# How many people use Excel worldwide and how many people use Excel specifically in South Africa?



## taryn_1 (May 13, 2013)

I am planning to use Excel with Power Pivot for my masters thesis and in order to justify the use of Excel over another Engineering/Statistical software, I would like to refer to the number of users of Excel worldwide and in South Africa ( therefore the solution I develop can be spread easily since the software to understand the format is easily available).

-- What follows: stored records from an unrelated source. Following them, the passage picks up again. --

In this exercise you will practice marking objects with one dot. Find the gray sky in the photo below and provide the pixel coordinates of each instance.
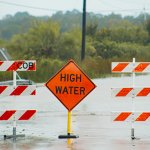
(48, 7)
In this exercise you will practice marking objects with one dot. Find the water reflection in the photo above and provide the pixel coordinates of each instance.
(70, 144)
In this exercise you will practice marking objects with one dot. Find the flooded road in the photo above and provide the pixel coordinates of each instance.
(91, 120)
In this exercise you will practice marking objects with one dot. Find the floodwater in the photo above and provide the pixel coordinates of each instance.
(91, 120)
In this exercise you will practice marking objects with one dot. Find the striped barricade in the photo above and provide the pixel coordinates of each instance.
(19, 90)
(130, 92)
(20, 115)
(129, 67)
(19, 65)
(128, 116)
(134, 92)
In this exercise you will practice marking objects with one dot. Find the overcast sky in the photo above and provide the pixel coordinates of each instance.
(48, 7)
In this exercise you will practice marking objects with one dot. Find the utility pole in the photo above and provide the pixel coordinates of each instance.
(83, 30)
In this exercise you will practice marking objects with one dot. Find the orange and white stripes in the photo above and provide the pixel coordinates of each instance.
(20, 65)
(126, 67)
(21, 115)
(20, 90)
(128, 116)
(130, 92)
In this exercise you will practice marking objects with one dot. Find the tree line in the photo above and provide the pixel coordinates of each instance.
(54, 40)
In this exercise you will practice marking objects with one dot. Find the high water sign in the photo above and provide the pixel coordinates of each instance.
(70, 85)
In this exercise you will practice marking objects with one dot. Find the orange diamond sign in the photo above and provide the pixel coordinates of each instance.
(70, 85)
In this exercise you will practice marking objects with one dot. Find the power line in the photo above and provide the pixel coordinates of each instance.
(27, 6)
(55, 10)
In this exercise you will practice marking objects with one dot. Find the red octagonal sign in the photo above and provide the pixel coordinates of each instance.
(70, 85)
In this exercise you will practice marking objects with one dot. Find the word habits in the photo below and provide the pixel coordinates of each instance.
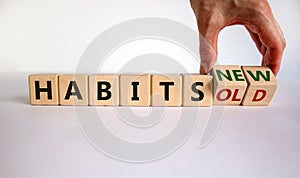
(228, 85)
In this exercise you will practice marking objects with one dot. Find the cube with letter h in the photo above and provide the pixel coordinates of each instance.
(43, 89)
(262, 85)
(229, 85)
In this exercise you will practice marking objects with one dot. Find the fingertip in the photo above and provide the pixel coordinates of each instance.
(202, 70)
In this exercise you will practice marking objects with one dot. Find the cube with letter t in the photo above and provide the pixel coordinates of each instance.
(229, 85)
(262, 85)
(166, 90)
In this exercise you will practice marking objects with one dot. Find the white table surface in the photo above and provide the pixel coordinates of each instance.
(46, 141)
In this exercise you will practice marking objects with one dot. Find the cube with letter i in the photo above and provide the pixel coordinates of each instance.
(229, 85)
(262, 85)
(135, 89)
(104, 90)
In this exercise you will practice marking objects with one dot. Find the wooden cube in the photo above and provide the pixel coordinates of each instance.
(135, 90)
(104, 90)
(43, 89)
(73, 89)
(229, 85)
(166, 90)
(196, 90)
(262, 85)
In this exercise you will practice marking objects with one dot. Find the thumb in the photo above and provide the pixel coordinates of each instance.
(208, 51)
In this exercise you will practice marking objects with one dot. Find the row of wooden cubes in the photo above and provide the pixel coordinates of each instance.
(228, 85)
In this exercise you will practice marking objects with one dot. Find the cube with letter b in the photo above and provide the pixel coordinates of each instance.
(73, 89)
(104, 90)
(262, 85)
(229, 85)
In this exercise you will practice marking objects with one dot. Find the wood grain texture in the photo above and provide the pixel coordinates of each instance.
(73, 89)
(262, 86)
(43, 89)
(166, 90)
(104, 90)
(229, 85)
(135, 89)
(197, 90)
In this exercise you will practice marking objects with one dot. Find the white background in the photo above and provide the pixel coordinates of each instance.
(50, 36)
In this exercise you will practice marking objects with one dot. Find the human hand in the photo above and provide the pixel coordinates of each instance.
(214, 15)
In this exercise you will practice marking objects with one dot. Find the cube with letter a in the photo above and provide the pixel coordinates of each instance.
(262, 85)
(229, 85)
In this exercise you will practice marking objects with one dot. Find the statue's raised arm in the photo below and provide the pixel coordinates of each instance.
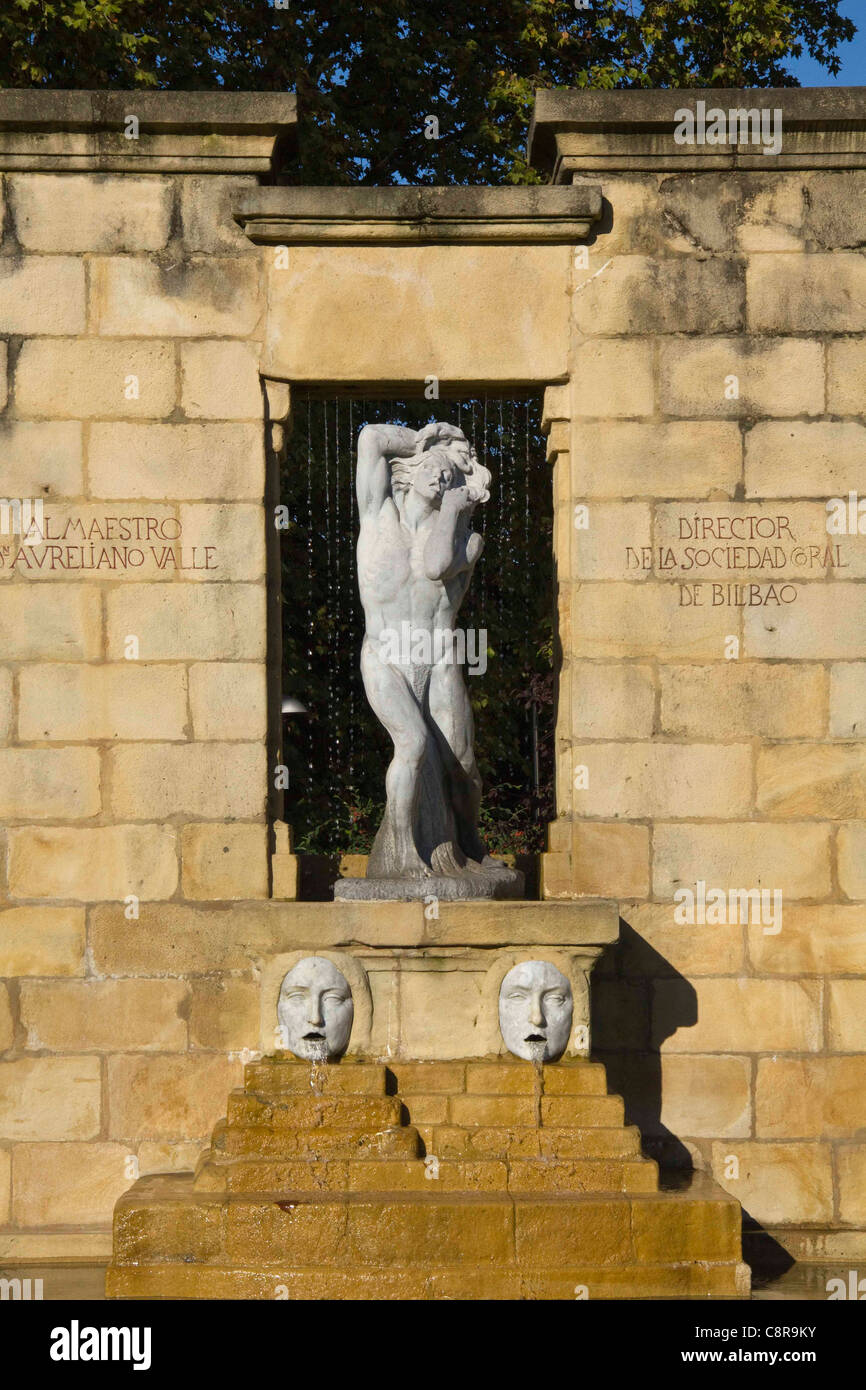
(376, 446)
(416, 553)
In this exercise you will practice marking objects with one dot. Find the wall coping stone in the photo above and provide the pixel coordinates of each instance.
(185, 132)
(576, 131)
(416, 216)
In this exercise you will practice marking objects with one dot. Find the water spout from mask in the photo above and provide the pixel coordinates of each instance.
(537, 1051)
(319, 1061)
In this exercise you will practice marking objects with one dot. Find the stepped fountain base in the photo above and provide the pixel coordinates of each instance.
(515, 1182)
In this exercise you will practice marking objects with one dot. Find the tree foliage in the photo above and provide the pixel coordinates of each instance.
(369, 72)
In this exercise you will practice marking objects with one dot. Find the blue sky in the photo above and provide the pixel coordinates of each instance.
(852, 54)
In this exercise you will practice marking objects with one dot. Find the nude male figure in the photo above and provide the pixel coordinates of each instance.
(416, 553)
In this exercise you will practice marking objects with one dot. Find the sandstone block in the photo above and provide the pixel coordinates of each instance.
(177, 460)
(701, 1097)
(67, 1184)
(6, 1184)
(590, 1230)
(845, 375)
(50, 1098)
(605, 861)
(224, 1014)
(848, 699)
(93, 865)
(851, 1162)
(428, 1077)
(42, 295)
(206, 213)
(216, 781)
(6, 705)
(7, 1022)
(851, 848)
(85, 213)
(42, 941)
(188, 622)
(220, 380)
(826, 623)
(805, 459)
(685, 1230)
(644, 295)
(666, 780)
(224, 862)
(599, 552)
(41, 459)
(613, 378)
(49, 783)
(673, 459)
(826, 780)
(774, 377)
(628, 620)
(124, 699)
(794, 858)
(427, 998)
(806, 293)
(816, 940)
(731, 699)
(848, 1015)
(677, 950)
(235, 535)
(779, 1183)
(59, 626)
(167, 1097)
(612, 699)
(85, 377)
(104, 1015)
(156, 1157)
(822, 1097)
(741, 1016)
(199, 298)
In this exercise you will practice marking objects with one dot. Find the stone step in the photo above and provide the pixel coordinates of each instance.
(306, 1112)
(218, 1175)
(555, 1111)
(280, 1141)
(498, 1077)
(527, 1141)
(275, 1076)
(456, 1282)
(166, 1219)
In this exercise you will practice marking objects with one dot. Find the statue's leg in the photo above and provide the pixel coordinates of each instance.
(453, 726)
(395, 705)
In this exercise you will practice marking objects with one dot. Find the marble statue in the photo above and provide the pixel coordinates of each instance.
(416, 555)
(535, 1009)
(316, 1011)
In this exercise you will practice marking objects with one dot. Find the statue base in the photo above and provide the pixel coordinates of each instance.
(505, 884)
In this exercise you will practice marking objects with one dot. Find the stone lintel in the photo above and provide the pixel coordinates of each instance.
(185, 132)
(488, 925)
(417, 216)
(578, 132)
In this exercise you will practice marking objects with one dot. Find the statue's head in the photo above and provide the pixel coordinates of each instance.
(444, 459)
(535, 1011)
(316, 1011)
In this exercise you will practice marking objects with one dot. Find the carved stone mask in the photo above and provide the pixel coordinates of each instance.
(316, 1011)
(535, 1009)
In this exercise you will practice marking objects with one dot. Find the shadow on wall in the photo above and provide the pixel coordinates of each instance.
(631, 1019)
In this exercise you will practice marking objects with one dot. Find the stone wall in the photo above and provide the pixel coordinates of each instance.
(713, 705)
(134, 779)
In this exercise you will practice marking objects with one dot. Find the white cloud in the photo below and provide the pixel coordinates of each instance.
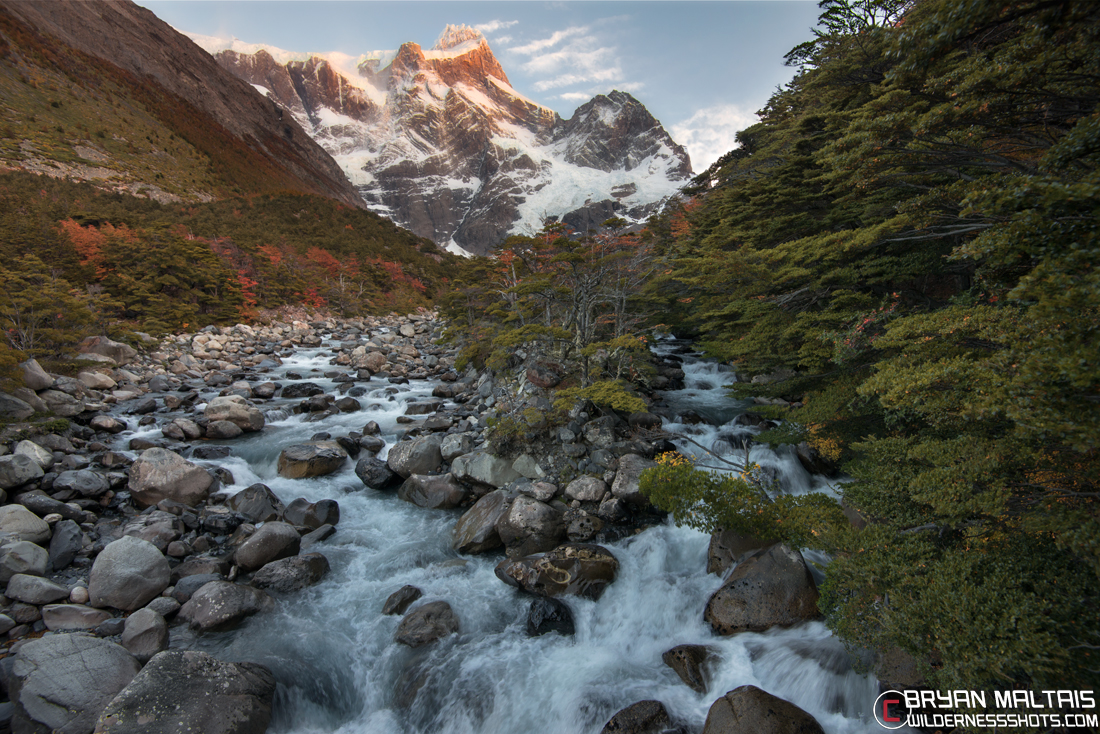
(710, 133)
(554, 39)
(603, 89)
(495, 25)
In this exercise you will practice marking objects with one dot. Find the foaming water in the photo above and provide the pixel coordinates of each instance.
(340, 670)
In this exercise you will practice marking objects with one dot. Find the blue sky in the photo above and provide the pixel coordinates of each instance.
(703, 68)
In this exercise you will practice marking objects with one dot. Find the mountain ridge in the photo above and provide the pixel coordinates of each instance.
(113, 62)
(439, 140)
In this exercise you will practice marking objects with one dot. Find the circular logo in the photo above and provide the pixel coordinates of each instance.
(890, 710)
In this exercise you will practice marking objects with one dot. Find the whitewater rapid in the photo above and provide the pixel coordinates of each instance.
(340, 670)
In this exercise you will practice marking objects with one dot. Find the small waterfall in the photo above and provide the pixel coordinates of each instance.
(340, 670)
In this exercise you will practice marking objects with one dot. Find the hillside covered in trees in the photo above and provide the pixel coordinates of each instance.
(75, 260)
(908, 243)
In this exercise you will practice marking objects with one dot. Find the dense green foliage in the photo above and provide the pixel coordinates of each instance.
(913, 227)
(567, 295)
(75, 260)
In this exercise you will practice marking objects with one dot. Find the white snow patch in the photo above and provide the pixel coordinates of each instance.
(458, 249)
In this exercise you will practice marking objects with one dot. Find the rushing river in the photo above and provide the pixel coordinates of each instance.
(340, 670)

I was wondering if anybody could tell me where I could get/find the following statistics or reliable data on the following statistics:
a) The number of Excel users worldwide
b) The number of Excel users in South Africa
c) The general worldwide distribution of Excel users

I've tried searching the Microsoft website but I couldn't find anything
Thanks in Advance


----------



## Peter_SSs (May 13, 2013)

I've moved your thread as I see it more as a "General Excel Discussion" rather than a specific question about Excel itself. 
I think the thread would get buried very quickly in the general "Excel Questions" forum.


----------



## RoryA (May 13, 2013)

If you're planning to involve PowerPivot, isn't a more relevant question how many users have access to (and/or use) that rather than Excel? That's going to be a *much* smaller number.


----------



## taryn_1 (May 13, 2013)

I thought that even normal Excel users could still view the PowerPivot Workbook even if they didn't have access to PowerPivot hence the reason I was asking about general Excel usage Statistics - like Access developer Extensions allows people without Access to view an Access database - I thought Powerpivot worked in the same way


----------



## RoryA (May 13, 2013)

If you do literally mean just _view_ (not change or interact with the pivots) then I believe you are correct (although I don't know for sure if 2003 and earlier can view them).


----------



## Macropod (May 13, 2013)

Somehow I very much doubt you'll be able to find any meaningful statistics. MS _might _be willing & able to provide some sales stats for Office, but even those have little bearing on how many Office users actually use Excel.


----------



## J.Ty. (Jun 3, 2013)

Look at this set of slides by people doing research about Excel. 
http://web.cecs.pdx.edu/~black/S3S/PeytonJones.ppt‎

J.Ty.


----------